Operators must have and implement procedures to operate, maintain,
assess, and repair their pipelines. These procedures for insulated and
buried pipelines should take into consideration:
(1) The need for coatings and cathodic protection systems to be
designed, installed, and maintained so as not to foster an environment
of shielding and moisture that can lead to excessive external corrosion
growth rates and pipe steel cracking such as stress corrosion cracking.
(2) Coatings for buried, insulated pipelines that may result in
cathodic protection ``shielding'' yet still comply with 49 CFR part
192, subpart I or 49 CFR part 195, subpart H. Inadequate corrosion
prevention may be addressed through any one or more methods, or a
combination of methods, including, but not limited to, the following:
Replacing insulated and buried pipelines with compromised
coating systems or inadequate cathodic protections systems;
Repairing or re-coating compromised portions of the
coating on insulated and buried pipelines to ensure adequate corrosion
control; or
Taking other special precautions if an operator suspects
that adequate cathodic protection cannot be provided due to shielding
resulting from insulated coatings that have become disbonded. Such
precautions may include:
[cir] More frequent reassessments;
[cir] Usage of the appropriate assessment tools for all threats
including stress corrosion cracking;
[cir] Coordination of data from the appropriate ILI technologies;
[cir] More stringent repair criteria targeted at CUI or corrosion
under disbonded coatings for insulated and buried pipelines;
[cir] Usage of a leak detection system with instrumentation and
associated calculations to monitor line pack (the total volume of
liquid present in a pipeline section) along all portions of the
pipeline when it is operating or shut down; and
[cir] Valve spacing to limit any possible spill volumes with
remotely operated valves and pressure monitoring at the valves.

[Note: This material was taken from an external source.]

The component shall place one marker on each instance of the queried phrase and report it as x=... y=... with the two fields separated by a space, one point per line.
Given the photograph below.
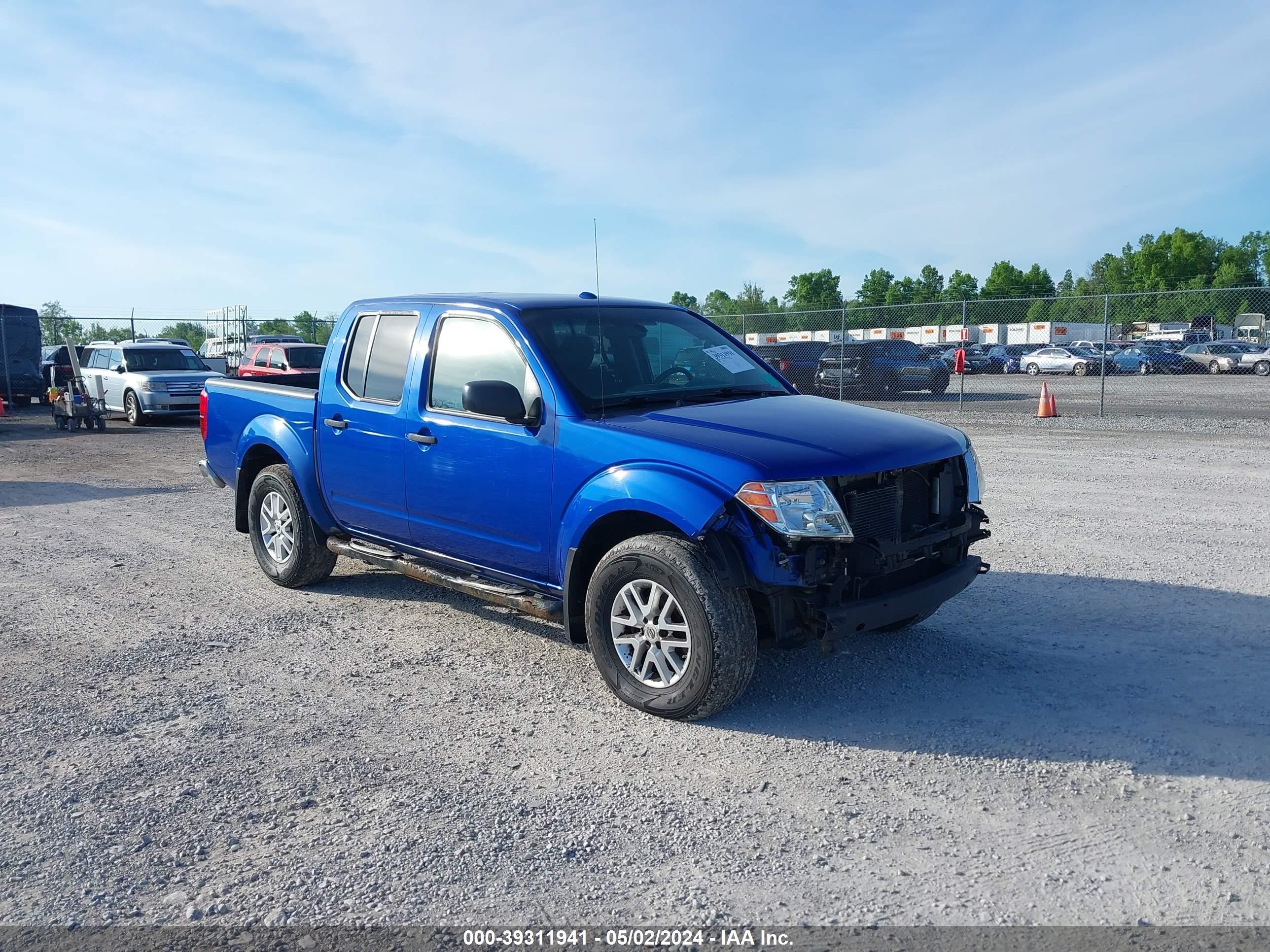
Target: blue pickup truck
x=552 y=455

(3) Advanced ILI data analysis techniques to account for the
potential growth of CUI, including interaction criteria for anomaly
assessment.
(4) ILI data, subsequent analysis of the data, and pipeline
excavations that:
Confirm the accuracy of the ILI data to characterize the
extent and depth of the external corrosion and ILI tolerances and unity
charts;
Follow the ILI guidelines of API Standard 1163, ``In-Line
Inspection Systems Qualification Standard'' 2nd edition, April 2013,
(API Std. 1163) for ILI assessments;
Use additional or more frequent reassessment intervals and
confirmations when the insulated and buried pipeline external coating,
shields the pipeline from CP, retains moisture on insulated coating
systems, and operates at higher operating temperatures; and
Assess and mitigate operational and environmental
conditions in shielded and insulated coatings that lead to excessive
corrosion growth rates, pipe steel cracking, and all other threats.
In addition to the above, an operator's operating and maintenance
processes and procedures should be reviewed and updated at least
annually, unless operational inspections for integrity warrant shorter
review periods.
Issued in Washington, DC, on June 15, 2016, under authority
delegated in 49 CFR 1.97.
Alan K. Mayberry,
Acting Associate Administrator for Pipeline Safety.